After a full-on breakdown and subsequent treatment, Cam (Mark Ruffalo) returns to a family in which his lovingly supportive but emotionally stretched wife Maggie (Zoe Saldana) struggles to make ends meet, while bringing up her fiery, clever and dynamic daughters.
With Cam unable to hold down a job (or his own mood swings), she’s forced to up sticks to New York and study for her business degree, thus leaving Cam in charge of the girls. Chaos, calamity and chuckles inevitably reign.
While the tale is in itself fascinating, and Forbes’ direction vibrant and warm-hearted, it’s the casting that helps the movie soar.
Imogene Wolodarsky and Ashley Aufderheide prove instantly adorable and endlessly amusing as the argumentative, impassioned and increasingly exasperated pre-teen daughters, and Ruffalo is as fun as he is infuriating as the familial tornado responsible for both adrenalising and dismantling the status quo – but it’s Saldana who really shines, offering dramatic shades hereto unseen as the matriarch torn between her children, her husband and her work.
Sure, every so often Ruffalo tips a little too far into manic quirk overdrive, and those looking for a serious and brutal look at living with a loved one suffering from manic depression will find more than a whiff of the Silver Linings Playbook school of life lessons.
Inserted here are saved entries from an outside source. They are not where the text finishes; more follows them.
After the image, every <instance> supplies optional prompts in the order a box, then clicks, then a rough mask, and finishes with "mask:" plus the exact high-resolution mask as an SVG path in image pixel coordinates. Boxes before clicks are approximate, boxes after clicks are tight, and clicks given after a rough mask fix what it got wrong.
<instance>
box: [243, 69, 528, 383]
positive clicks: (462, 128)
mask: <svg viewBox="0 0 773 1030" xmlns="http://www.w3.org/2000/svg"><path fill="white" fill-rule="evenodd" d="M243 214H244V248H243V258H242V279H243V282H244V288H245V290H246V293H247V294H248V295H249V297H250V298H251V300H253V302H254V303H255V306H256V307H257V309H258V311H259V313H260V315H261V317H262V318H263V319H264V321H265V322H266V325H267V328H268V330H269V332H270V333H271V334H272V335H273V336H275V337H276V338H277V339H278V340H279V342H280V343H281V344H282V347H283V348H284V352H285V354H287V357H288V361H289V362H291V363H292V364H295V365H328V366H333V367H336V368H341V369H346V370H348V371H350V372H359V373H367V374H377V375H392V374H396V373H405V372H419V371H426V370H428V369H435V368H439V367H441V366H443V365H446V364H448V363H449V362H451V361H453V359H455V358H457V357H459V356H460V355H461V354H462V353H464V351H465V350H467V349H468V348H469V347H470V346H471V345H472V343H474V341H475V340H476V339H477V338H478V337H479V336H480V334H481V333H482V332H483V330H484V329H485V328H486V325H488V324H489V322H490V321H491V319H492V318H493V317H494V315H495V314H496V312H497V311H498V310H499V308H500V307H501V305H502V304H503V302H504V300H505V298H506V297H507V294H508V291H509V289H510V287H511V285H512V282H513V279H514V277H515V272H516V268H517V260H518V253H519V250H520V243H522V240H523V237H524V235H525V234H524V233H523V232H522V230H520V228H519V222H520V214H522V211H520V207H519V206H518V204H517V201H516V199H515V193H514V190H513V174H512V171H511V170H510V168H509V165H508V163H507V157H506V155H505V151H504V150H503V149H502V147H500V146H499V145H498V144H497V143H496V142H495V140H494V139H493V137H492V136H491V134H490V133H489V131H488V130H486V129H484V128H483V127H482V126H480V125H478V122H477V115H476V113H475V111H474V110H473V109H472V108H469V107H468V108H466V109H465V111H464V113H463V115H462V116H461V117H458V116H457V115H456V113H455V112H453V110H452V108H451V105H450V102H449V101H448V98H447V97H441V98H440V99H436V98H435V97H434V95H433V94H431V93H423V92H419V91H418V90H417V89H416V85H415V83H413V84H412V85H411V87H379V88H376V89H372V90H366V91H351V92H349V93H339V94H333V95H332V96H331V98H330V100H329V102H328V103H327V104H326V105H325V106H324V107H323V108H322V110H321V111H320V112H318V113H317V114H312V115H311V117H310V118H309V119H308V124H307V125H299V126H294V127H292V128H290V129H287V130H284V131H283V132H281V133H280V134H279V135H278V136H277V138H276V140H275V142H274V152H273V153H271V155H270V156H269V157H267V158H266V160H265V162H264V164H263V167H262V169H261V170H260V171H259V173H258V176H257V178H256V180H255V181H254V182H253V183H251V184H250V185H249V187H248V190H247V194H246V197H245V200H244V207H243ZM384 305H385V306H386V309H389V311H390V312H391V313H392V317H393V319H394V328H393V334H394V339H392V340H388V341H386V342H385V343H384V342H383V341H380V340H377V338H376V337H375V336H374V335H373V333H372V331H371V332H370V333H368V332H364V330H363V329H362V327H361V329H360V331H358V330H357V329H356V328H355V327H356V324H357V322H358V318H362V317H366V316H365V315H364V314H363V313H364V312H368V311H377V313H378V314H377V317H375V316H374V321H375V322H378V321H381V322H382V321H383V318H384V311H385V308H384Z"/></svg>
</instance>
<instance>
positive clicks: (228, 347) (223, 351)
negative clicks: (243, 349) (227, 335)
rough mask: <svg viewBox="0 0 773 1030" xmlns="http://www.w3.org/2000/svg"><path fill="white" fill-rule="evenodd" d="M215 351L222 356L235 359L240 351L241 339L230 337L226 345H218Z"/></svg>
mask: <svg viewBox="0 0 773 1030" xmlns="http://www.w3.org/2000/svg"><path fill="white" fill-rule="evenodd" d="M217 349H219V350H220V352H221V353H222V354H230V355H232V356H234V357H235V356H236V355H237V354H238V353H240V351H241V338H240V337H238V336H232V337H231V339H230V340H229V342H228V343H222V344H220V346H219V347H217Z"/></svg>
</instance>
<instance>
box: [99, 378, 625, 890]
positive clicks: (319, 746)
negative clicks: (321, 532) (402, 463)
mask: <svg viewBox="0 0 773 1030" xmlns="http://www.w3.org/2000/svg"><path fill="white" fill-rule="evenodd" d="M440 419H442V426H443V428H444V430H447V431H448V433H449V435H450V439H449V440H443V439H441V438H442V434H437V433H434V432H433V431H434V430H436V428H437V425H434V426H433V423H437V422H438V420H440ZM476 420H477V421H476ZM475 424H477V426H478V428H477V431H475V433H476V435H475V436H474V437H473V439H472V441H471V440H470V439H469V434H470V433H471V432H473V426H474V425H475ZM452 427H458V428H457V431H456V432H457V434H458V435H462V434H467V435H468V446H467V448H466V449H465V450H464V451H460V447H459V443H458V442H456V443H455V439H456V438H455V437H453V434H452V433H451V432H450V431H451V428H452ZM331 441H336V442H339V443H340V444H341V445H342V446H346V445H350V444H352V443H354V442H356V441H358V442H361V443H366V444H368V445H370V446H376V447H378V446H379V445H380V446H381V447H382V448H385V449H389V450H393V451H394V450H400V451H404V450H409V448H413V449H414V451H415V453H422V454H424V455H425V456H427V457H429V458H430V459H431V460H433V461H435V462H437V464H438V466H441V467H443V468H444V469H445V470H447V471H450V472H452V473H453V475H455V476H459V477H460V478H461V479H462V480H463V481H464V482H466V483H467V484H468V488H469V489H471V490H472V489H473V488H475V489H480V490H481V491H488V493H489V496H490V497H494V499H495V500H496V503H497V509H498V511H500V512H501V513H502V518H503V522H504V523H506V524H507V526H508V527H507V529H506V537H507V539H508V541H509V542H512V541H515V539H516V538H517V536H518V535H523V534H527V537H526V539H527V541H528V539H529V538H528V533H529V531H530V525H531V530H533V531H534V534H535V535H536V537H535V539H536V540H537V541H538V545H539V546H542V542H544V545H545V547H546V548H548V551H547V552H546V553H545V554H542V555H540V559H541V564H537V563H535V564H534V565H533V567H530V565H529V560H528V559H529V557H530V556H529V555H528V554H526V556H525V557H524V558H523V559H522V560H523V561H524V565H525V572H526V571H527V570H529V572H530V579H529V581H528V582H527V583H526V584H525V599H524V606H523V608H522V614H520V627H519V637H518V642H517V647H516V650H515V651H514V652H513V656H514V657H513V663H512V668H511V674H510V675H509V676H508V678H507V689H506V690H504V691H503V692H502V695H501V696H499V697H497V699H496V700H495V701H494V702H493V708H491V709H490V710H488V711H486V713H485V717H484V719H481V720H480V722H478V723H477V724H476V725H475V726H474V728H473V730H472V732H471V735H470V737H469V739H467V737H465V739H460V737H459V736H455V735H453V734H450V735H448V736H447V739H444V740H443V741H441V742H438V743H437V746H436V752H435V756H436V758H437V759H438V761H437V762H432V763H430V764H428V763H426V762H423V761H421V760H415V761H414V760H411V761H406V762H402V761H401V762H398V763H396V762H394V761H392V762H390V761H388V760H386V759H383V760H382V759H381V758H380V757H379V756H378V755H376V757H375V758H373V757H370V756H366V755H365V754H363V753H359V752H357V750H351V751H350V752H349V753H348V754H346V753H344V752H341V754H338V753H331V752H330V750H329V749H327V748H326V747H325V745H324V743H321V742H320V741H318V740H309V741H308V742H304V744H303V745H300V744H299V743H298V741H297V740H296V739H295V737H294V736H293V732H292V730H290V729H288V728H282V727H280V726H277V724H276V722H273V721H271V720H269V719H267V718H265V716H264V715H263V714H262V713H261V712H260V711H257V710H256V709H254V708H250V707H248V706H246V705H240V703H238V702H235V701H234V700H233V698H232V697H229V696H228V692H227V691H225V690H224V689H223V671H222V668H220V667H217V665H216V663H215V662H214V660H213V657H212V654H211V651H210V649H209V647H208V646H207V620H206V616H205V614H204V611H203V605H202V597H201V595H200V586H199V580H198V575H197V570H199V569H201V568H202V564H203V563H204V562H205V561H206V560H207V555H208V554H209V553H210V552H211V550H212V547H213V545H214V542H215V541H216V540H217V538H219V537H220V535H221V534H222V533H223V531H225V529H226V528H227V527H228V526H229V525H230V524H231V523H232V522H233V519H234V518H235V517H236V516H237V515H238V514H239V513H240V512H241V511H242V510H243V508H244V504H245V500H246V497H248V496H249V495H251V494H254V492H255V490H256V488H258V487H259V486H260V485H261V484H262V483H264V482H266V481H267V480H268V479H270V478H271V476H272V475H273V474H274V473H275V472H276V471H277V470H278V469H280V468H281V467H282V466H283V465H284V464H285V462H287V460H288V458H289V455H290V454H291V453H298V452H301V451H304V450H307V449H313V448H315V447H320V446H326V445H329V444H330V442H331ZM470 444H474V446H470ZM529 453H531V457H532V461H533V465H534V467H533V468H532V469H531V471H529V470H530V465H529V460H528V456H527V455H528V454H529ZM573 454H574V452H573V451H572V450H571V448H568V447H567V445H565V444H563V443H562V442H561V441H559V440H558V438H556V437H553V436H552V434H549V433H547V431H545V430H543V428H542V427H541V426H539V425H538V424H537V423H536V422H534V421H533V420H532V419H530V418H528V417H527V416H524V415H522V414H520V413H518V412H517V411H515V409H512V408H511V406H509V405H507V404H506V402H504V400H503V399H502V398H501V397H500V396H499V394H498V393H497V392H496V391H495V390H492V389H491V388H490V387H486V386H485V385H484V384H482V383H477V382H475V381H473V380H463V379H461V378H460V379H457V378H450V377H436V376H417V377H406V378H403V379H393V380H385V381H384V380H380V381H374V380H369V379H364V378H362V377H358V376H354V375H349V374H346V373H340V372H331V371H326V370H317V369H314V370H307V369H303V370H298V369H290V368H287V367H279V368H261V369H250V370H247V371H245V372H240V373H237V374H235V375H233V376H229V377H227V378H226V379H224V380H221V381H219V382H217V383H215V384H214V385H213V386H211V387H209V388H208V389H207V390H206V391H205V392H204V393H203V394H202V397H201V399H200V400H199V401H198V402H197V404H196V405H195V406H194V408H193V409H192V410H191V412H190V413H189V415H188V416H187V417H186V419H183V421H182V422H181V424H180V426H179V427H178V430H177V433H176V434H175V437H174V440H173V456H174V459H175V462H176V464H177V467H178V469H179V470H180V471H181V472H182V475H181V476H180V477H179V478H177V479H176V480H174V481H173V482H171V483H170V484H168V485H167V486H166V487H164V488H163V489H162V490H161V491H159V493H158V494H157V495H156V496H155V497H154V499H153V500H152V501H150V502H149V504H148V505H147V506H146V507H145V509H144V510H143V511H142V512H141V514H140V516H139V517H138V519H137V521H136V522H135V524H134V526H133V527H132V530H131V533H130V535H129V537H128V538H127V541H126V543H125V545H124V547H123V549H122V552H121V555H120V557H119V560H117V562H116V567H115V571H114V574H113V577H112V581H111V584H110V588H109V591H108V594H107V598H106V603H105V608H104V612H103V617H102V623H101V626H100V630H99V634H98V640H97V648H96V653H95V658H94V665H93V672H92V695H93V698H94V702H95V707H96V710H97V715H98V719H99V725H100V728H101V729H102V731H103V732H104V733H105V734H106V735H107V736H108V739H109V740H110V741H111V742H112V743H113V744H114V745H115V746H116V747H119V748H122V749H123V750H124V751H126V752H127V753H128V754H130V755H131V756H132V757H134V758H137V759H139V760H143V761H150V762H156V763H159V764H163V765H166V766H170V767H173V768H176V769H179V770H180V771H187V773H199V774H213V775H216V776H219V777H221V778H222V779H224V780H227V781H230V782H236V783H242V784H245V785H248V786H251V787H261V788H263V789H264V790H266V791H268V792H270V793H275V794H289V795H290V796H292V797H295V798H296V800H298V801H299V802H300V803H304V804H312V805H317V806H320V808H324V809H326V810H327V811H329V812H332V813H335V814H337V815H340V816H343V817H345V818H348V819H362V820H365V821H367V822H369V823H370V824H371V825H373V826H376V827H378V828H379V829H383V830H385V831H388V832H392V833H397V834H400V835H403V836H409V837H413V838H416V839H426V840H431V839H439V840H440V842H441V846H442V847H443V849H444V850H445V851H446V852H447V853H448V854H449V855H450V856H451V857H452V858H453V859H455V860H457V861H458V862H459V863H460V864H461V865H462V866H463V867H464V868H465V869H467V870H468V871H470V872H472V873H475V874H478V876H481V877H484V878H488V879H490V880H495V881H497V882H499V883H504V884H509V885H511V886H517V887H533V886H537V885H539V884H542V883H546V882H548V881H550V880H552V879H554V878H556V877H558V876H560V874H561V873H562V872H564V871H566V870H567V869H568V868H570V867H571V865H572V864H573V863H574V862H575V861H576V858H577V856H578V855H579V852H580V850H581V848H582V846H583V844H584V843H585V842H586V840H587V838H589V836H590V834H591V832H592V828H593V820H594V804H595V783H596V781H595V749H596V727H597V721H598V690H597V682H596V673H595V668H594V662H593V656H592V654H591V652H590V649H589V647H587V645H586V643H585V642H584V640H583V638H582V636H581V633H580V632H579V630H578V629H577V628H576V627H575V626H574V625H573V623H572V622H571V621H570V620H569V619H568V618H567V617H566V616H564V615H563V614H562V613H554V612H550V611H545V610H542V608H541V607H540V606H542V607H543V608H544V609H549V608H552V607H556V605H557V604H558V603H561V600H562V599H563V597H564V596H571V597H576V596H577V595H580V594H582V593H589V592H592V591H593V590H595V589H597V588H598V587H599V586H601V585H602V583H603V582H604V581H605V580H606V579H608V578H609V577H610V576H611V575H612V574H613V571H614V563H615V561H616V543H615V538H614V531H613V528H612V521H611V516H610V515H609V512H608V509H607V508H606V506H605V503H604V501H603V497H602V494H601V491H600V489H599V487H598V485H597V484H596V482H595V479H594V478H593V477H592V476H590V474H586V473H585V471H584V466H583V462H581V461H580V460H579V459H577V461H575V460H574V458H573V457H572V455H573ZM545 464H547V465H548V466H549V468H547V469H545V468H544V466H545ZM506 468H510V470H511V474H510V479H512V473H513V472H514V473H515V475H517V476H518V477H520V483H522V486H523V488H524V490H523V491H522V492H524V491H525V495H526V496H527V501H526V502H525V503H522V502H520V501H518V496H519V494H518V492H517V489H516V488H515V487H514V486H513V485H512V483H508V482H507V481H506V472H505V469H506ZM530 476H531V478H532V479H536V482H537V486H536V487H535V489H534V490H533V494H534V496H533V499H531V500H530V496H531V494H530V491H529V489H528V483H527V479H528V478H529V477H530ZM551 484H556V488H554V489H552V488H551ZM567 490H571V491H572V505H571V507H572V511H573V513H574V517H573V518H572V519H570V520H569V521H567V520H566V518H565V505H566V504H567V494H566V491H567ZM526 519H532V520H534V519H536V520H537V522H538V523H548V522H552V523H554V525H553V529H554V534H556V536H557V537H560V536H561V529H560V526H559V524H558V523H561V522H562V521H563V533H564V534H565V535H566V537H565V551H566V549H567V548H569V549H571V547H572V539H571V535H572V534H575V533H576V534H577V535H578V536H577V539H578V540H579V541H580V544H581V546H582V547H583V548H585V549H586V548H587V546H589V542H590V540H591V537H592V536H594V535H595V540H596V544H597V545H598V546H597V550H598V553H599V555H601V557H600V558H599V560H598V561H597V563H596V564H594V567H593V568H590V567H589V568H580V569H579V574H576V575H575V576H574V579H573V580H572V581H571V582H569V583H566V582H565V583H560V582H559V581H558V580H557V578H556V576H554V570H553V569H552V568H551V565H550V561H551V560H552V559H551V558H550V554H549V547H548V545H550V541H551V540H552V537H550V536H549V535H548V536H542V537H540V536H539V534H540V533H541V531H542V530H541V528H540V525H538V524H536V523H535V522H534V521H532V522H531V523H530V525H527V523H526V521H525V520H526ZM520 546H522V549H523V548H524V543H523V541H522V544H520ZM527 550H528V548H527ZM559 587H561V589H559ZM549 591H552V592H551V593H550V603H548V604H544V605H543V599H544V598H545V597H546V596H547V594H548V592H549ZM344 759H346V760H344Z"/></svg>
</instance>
But then Infinitely Polar Bear was never meant to be a somber, dour and emotionally destructive look at mental disability.
Forbes actively sought to create a warm, affectionate ode to family life, no matter how dysfunctional, and in that she’s certainly succeeded.
Appropriately enough, Infinitely Polar Bea r is likely to polarise – but for those looking for a feel-good, low-key family drama, this could be the surprise of Sundance.